There might be a reason why sometimes an ext4 volume is messed up after disconnection from workload because of a sudden kill of the pod using it. It then might need to have an fsck run to be mounted again by CSI.
I don't know if this helps, I may be wrong but it is the result of my research.

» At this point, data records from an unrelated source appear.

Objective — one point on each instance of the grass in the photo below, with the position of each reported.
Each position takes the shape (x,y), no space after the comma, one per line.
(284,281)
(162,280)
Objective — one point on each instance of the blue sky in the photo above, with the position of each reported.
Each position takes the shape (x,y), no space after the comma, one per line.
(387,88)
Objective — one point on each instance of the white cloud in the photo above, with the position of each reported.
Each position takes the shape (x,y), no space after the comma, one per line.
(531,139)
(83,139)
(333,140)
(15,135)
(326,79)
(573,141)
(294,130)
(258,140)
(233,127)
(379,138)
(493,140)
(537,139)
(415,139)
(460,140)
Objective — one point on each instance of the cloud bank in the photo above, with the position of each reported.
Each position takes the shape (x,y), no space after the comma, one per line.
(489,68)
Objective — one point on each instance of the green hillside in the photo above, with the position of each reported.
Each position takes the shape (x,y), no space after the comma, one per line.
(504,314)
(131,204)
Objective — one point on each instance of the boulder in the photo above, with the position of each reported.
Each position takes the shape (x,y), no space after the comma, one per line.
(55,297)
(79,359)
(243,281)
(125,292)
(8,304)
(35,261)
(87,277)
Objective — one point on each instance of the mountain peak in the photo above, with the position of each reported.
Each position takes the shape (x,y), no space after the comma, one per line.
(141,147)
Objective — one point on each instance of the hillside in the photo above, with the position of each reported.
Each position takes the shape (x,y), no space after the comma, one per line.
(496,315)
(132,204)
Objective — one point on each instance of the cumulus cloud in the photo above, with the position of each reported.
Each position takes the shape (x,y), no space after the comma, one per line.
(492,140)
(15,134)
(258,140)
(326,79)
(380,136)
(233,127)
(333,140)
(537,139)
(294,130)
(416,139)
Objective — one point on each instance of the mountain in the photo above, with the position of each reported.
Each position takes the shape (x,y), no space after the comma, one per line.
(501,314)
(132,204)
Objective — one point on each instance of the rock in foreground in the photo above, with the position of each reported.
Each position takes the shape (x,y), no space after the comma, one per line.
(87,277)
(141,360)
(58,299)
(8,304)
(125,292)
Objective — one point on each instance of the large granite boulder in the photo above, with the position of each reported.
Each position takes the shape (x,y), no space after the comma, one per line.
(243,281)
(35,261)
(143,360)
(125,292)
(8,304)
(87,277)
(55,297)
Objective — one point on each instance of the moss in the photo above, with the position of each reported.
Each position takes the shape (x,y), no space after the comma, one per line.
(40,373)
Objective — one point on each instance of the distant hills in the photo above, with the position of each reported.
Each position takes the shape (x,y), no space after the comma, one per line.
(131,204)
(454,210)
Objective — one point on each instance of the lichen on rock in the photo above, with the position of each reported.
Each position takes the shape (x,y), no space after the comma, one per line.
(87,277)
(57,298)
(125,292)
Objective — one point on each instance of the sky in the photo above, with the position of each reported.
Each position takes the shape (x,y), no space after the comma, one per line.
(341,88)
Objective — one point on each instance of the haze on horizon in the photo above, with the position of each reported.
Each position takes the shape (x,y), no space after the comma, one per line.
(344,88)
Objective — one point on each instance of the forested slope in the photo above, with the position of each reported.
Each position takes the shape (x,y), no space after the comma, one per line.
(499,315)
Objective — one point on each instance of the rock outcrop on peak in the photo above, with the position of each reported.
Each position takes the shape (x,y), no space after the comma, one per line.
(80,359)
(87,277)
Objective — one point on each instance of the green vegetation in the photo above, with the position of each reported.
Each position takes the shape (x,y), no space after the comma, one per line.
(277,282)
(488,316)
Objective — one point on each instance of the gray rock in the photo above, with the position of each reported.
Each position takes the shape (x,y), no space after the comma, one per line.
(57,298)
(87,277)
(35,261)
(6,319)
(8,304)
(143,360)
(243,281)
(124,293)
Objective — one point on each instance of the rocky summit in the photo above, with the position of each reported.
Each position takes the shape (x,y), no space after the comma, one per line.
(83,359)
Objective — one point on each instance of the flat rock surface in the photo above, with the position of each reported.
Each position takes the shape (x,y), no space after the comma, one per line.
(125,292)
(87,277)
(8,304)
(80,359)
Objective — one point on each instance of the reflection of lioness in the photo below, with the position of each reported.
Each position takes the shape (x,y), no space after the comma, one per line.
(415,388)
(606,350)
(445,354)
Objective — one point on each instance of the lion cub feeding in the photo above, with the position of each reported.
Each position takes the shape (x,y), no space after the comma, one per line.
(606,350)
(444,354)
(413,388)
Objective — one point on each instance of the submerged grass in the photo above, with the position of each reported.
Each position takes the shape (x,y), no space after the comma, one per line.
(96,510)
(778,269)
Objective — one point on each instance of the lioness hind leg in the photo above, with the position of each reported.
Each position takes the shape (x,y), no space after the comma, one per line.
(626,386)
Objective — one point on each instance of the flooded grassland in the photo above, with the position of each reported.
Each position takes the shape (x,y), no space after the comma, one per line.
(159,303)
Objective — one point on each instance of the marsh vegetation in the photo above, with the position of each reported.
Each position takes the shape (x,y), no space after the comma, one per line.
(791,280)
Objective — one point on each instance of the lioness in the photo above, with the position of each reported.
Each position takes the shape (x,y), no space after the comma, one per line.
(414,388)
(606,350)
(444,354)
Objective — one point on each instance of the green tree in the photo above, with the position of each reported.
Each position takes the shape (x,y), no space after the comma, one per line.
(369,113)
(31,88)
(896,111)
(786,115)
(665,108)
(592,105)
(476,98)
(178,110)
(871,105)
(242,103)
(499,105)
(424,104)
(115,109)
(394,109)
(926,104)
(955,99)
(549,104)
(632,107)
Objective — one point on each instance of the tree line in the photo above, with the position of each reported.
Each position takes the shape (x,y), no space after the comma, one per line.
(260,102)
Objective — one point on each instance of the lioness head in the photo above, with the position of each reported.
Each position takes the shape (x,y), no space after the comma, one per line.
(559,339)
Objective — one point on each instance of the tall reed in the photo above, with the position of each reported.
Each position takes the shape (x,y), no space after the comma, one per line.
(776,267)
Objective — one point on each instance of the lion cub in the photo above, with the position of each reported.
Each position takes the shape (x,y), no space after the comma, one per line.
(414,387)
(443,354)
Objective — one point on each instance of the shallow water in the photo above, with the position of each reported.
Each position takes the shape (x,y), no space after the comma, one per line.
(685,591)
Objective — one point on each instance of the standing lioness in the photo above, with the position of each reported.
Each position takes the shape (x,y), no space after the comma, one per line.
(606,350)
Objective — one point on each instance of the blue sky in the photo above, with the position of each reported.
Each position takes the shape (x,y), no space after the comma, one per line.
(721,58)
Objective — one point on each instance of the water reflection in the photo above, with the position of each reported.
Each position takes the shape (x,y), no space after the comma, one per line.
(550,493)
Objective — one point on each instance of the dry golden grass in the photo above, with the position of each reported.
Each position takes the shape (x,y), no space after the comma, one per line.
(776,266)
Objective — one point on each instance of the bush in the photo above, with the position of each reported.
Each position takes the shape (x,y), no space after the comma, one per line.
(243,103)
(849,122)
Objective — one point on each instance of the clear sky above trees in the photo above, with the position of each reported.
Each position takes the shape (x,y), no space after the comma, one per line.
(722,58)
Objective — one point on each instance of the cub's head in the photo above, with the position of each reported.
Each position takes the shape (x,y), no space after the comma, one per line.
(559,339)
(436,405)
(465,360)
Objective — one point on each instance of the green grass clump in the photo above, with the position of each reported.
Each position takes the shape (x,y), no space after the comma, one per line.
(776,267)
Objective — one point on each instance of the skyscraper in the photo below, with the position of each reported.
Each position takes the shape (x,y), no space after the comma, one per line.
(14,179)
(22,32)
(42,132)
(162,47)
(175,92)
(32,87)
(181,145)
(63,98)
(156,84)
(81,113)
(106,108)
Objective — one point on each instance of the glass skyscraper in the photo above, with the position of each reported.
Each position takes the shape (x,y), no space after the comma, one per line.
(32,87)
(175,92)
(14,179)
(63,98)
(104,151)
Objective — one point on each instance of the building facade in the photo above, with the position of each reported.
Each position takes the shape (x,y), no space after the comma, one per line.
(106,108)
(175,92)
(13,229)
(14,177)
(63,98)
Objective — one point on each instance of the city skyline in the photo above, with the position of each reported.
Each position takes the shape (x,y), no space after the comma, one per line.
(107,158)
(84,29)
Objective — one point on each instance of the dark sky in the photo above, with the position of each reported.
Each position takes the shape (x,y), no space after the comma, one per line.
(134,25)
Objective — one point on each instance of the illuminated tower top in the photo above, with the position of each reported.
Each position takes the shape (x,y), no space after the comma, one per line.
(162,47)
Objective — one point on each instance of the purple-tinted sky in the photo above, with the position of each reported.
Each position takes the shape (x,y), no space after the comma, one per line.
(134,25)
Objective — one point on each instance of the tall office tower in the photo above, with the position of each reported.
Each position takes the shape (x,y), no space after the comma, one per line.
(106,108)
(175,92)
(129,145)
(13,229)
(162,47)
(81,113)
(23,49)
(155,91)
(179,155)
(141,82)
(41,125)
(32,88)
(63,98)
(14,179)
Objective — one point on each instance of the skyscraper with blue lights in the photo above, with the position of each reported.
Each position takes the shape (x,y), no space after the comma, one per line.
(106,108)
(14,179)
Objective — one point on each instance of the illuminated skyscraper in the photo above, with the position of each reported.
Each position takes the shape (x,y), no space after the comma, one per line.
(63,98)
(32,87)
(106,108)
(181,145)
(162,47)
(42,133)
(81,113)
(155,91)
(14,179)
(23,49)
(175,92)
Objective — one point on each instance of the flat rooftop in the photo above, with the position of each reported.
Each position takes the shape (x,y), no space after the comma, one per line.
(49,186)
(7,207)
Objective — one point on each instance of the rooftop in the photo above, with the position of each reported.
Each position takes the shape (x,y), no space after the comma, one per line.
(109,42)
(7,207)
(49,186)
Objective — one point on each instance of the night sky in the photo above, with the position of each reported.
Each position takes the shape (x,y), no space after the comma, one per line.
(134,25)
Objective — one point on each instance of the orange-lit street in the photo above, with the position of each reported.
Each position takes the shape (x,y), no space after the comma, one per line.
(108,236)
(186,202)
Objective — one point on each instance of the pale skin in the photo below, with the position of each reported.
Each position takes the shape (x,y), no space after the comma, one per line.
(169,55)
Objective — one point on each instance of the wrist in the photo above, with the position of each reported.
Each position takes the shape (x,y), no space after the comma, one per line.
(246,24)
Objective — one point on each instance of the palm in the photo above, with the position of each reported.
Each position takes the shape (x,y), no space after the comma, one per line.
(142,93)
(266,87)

Anyway, is there anything we can do about this as it kills the auto-healing behaviour of a Kubernetes cluster (maybe run an automated fsck -fy prior to mount in pod)... :-(
Many thanks.
Describe the bug Volumes gets in an unmountable state after trying to restart a pod using an encrypted PV
To Reproduce Setup Scaleway CSI and create encrypted storageClass as outlined in the docs. Deploy a StatefulSet such as a 3 replicaset mongodb Wait for the workload to come up PVs are provisioned and everything is fine Kill one pod and wait for it to be recreated by Kubernetes Just after the scheduler schedules the pod to run on a node it errors because it cannot mount the previously created and existing PV. See errors shown in kube logs below
Expected behavior PV should be attached to the new node where the new pod is scheduled and the pod should start
Details (please complete the following information):
Additional context
Errors shown
Warning FailedMount MountVolume.MountDevice failed for volume "pvc-3030ae10-3579-494a-a215-0017aea58332" : rpc error: code = Internal desc = error encrypting/opening volume with ID aeffa5d1-d5c3-406c-a728-d5d2c856aed9: luksStatus returned ok, but device scw-luks-aeffa5d1-d5c3-406c-a728-d5d2c856aed9 is not active
and
MountVolume.WaitForAttach failed for volume "pvc-83cf34a9-d36d-46e5-bbf2-199c426f518c" : volume fr-par-2/cbe3eca8-f623-4bbe-bc76-450eceb391b2 has GET error for volume attachment csi-879b1d2e5fa7ca784f356b823505c5506b57891aa56966b59c8ebfdae3497320: volumeattachments.storage.k8s.io "csi-879b1d2e5fa7ca784f356b823505c5506b57891aa56966b59c8ebfdae3497320" is forbidden: User "system:node:node-5" cannot get resource "volumeattachments" in API group "storage.k8s.io" at the cluster scope: no relationship found between node 'node-5' and this object
Again, that only seems to happen for encrypted PVs.